И ожидание кишлачных зрителей оказалось не напрасным. С арбы по спицам колес быстро спустилась, нечаянно показывая ножки в туфлях на французских каблуках, женщина, укутанная в паранджу, с лицом, плотно закрытым чачваном. Еще большее удивление вызвала Ольга Алексеевна, потому что она не сочла уместным маскарад и не захотела закутываться на мусульманский манер. Она надела сравнительно простой, но элегантный дорожный костюм.

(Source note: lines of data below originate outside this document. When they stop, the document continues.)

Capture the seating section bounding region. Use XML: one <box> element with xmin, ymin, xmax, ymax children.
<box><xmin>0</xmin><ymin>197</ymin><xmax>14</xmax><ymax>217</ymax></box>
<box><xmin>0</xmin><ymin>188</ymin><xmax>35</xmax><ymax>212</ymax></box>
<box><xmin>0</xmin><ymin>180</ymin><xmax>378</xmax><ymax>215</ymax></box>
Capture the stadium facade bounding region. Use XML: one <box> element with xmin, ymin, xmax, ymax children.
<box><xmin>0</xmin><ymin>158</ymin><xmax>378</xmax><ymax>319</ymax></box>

Дамам помогали выбираться из арбы мальчишки. Это доставило кишлачникам огромное удовольствие. Баба-Калан потряс воображение всех своим ростом и цветущим здоровьем, Миша — своей подтянутой гимназической формой, а появление Наргис встретили вздохами и улыбками — уж больно хороша она была со своими черными ниже пояса косами, белыми, шелковыми бантами и огромными карими глазами…
Но уже к арбе спешил кишлачный аксакал в белой чалме и темно-синем халате. Прижимая к сердцу руки, он нараспев приветствовал гостей. Ни Ольга Алексеевна, ни все остальные ничуть не удивились, признав в аксакале Пардабая.
Они ехали именно к нему в кишлак, где он проживал последнее время под самым носом полиции и жандармов Самарканда. Ни сам Пардабай, ни мелькавшие меж глиняных мазанок джигиты не имели в руках оружия. Но несмотря на гостеприимные улыбки, держались они весьма строго и серьезно.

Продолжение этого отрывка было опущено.